The Journal.ie, December 4, 2017
Ireland has become the fourth country in the world to celebrate an annual Black History Month, following in the footsteps of the US, UK and Canada.
A network of groups have come together through Africa Irish Development Initiatives (AIDI) to organise a series of events that will take place throughout the month of October.
What began as a pilot initiative in Cork in 2010 has grown into a national programme.
Zephrynus Okechi Ikeh, Project Coordinator of Black History Month Ireland (BHMI), said that the initiative will tackle racism and discrimination through helping people understand different cultures.
The theme of BHMI 2014 is ‘Civil Rights, Ethnic Diversity, Intercultural Education and Development’.
Ikeh, who is orignially from Nigeria but has lived in Ireland for over seven years, said the month will “honour the men, women and children at the heart of this celebration – from doctors to professionals to educators to school children to asylum seekers”.

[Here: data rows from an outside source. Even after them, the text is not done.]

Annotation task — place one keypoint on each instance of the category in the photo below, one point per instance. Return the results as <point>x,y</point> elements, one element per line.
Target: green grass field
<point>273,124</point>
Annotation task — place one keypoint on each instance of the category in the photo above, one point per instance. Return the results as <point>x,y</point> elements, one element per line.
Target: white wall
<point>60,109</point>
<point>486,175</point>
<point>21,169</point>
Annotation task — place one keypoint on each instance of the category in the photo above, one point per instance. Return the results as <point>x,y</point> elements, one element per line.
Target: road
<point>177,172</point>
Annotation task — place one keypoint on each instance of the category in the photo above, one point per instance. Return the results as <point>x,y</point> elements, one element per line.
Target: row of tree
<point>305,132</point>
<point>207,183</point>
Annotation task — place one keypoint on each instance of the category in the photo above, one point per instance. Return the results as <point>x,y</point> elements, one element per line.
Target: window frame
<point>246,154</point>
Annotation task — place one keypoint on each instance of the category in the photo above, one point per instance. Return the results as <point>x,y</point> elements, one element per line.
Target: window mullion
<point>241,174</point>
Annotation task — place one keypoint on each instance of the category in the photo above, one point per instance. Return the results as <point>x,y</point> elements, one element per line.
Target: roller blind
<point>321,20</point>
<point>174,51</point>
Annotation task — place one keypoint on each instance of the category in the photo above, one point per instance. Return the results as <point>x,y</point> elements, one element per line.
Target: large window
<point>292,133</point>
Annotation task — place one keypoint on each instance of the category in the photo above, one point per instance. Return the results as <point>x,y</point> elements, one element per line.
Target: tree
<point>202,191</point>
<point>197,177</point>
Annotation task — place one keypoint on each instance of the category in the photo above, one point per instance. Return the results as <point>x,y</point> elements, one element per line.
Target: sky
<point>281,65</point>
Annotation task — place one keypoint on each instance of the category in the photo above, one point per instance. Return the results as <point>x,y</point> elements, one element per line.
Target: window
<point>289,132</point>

“Everyone in Ireland can draw strength from the story of hard-won progress, which not only defines the African-Irish experience, but also lies at the heart of the Irish nation as a whole,” Ikeh said at the launch of Black History Month this week.
He believes that now is the right time for BHMI as the Irish community has evolved greatly in recent years due to immigration.
In the 2011 Census, African people represented 1.3% of the population. One in three of those with African ethnicity were born in Ireland (19,694 people), as were 36.6% (2,337) of those with other black backgrounds.
The remaining Africans were born primarily in Nigeria (32.1%). Those from other black backgrounds were born in a range of countries including England and Wales (8.7%), Brazil (11.2%) and Mauritius (4.5%).
Ikeh has called on the Government to officially recognise BHMI and so that more organisations, schools and libraries will participate.
This year’s programme includes musical and cultural performances, lectures at several universities, religious services and the Dublin African Film Festival.
What it means to be Irish
Raven Aflakete is from San Francisco but has lived in Dublin for several years. He is a spoken word poet and performed at the BHMI launch.
Aflakete recalled how BHM was “always a big deal” when he was growing up in America.
Black History Month was one of the few times we got to see ourselves writ large and cast in a positive light on the national scene and that cannot be underestimated in the United States.
He wants people to think about the significance of celebrating BHM in Ireland, noting how much multiculturalism has developed in recent years.
The first time I was here was probably about 15 years ago and there were honestly places where I would go where people had never seen a black person in the flesh – from Africa, from the United States, from anywhere. Take us from that point to now.
“What it means to be Irish is going to completely change, it’s already started … it will have completely transformed within two generations.”
Aflakete volunteered at a homeless shelter in Dublin for five years. During this time he became aware of the impact black culture from the United States had on certain people.
Clara Rose Thorntorn is also a spoken word performer. She moved from the US to Dublin 18 months ago.
BHM started in Thorntorn’s birthplace, Chicago. Carter G Woodson conceived the idea of ‘Negro Week’ in 1926 – a seven-day event designed to put forward positive portrayals of the African community and celebrate its history and contributions to America.
It was officially celebrated as national Black History Month in February 1976. The UK first celebrated its own BHM in 1978, while Canada officially recognised BHM in 1995.
“Now when these things don’t occur, divisions form and divisions continue when there is not diversity – when there is not education about diversity, when there is not inclusion,” Thornton said at the launch.